Hoje é meu aniversário. 83 anos muito mal vividos, agora percebo. Casa grande, três carros na garagem (não os uso a muito tempo, é certo dizer), uma piscina invejável, e uma área de lazer que daria orgulho a qualquer multimilionário. O amor de minha vida foram meus livros, uma biblioteca com aproximadamente 5000 exemplares, todo lidos, alguns escritos por mim, inclusive! Meu ateliê tem quase 2000 peças pintadas, entre folhas telas e cerâmicas, todas feita com minhas muitas horas vagas. O que mais posso dizer de minha vida? Fui uma boa advogada. Estou no livro de ouro de algumas universidades, e em minha casa tem algumas boas fotografias de viagens ao exterior.

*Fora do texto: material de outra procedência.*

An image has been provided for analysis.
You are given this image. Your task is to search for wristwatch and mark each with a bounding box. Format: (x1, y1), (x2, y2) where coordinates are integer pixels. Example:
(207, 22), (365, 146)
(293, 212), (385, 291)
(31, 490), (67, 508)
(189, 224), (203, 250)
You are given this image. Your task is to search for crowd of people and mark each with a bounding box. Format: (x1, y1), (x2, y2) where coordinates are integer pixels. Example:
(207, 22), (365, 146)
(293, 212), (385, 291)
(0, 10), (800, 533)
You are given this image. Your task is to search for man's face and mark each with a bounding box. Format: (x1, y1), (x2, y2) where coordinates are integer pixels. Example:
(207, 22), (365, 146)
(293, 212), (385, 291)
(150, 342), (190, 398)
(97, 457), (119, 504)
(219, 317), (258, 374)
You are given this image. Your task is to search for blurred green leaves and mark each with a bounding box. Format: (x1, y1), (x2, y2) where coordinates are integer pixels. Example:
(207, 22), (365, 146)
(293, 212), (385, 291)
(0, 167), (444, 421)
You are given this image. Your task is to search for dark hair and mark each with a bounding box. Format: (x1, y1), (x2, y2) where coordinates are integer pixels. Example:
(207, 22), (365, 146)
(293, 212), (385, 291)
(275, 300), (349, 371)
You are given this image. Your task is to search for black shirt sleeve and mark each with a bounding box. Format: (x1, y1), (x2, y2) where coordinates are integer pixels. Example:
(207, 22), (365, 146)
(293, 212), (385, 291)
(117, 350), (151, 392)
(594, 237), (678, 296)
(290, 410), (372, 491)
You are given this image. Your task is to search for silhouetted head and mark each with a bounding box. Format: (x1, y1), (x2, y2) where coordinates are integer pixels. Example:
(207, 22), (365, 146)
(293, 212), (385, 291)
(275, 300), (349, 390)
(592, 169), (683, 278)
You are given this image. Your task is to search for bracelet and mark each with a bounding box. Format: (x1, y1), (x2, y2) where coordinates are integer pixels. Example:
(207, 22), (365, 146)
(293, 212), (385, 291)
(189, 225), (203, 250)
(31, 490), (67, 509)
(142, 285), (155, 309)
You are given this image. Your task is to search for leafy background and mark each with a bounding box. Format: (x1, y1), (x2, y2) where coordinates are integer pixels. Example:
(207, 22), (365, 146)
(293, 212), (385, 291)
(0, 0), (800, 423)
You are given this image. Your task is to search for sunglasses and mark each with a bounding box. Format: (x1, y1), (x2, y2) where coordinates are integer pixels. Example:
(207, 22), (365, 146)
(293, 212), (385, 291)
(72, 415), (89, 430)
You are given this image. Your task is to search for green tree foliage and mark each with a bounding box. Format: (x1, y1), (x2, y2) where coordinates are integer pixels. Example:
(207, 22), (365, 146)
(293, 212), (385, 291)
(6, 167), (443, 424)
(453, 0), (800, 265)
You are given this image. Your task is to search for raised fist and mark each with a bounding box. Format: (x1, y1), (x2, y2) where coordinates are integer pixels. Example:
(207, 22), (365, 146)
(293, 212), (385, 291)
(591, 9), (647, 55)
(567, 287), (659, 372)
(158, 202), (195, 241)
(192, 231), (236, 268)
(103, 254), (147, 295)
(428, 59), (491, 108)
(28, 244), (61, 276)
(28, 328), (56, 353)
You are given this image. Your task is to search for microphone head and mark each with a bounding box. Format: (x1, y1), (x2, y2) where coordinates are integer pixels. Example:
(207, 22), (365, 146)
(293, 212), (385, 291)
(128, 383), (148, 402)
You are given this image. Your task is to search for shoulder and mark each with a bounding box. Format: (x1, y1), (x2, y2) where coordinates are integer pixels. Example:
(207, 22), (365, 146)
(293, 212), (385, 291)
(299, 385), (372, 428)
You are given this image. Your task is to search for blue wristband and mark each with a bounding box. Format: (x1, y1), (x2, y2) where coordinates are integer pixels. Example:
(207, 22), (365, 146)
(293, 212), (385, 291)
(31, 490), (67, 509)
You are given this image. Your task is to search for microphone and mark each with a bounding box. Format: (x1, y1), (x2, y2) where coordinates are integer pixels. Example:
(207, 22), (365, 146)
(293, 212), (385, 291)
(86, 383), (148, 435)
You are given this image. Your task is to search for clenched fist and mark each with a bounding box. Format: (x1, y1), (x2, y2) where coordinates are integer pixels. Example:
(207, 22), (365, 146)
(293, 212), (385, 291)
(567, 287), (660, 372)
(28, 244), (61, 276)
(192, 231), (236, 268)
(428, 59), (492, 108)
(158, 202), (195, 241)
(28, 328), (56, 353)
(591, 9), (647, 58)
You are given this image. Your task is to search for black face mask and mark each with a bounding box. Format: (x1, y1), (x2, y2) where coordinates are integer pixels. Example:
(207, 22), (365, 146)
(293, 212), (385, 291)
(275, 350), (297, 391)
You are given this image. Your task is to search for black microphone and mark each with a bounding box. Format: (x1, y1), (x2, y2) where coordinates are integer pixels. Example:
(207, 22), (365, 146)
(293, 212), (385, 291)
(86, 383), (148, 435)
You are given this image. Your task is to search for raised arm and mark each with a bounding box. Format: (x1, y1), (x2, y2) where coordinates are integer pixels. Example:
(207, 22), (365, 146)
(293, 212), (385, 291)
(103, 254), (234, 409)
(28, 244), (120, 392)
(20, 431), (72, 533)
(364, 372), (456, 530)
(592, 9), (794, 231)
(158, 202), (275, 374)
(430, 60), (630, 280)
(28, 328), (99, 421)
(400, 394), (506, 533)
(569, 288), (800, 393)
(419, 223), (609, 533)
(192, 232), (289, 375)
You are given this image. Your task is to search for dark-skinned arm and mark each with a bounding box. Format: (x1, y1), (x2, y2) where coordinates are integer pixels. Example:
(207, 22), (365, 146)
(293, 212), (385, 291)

Todas sozinha, ou com pessoas sem importância o bastante para que os nomes me venham à mente.
Aquela família, a família dele, nunca precisou de muito para ser feliz, eu tive tanto e não fui. Parece clichê, não? Meu testamento é um pouco incomum por ter sido escrito e reformulado durante tantos anos de minha vida. Agora, com os olhos cheios de lágrimas peço a você, senhor advogado, meu sucessor nesse cargo. Envie para aquela família tudo que eu possuir, passe para eles meus bens, casa, carros, e principalmente, a grandeza de minha alma, se eu ainda a possuir. Neste momento, vou desligar a turbina que me mantém viva, essa coisa que chamam de respirador, minha hora já passou a algum tempo, não existe mais nada para mim nesta vida.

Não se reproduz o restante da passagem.